Your home yoga practice should be an ecstatic expression of who you are, in the present moment.
That means that it, like you, can and should change over time. Your yoga practice does not have to look like anyone else’s. Nor should it! It should be uniquely and divinely you. So get creative…but within some structure. A home practice is sustainable because it has a set structure, but also a plethora of components that vary day to day.
The beauty of yoga is that it is different for everyone. We see this first in class—some students will be flowing through a full vinyasa—hopping back into chaturanga and then upward facing dog, while others will be blissed out in child’s pose, sending their hips to their heels and resting their foreheads on the mat. The beauty of yoga is that both options are completely valid. They both count as yoga. When it comes to a home yoga practice, even more variance can occur.

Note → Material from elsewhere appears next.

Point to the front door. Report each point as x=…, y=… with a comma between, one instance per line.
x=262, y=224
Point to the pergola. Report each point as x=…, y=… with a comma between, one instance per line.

So before you begin, answer some simple questions. This is not a test; this is an assessment, asking you what you need to create a sustainable home practice. Take out a journal—remember that niyama of svadhyaya (self study)—and start writing answers, stream-of-consciousness style, not letting your egos or the “shoulds” of your life get in the way.
Let’s begin. And remember: there are no wrong answers:
1. Why would you like to practice yoga? To build strength? To get more flexible? To remember to breathe? To learn about philosophy?
2. What do you need for a practice to be sustainable?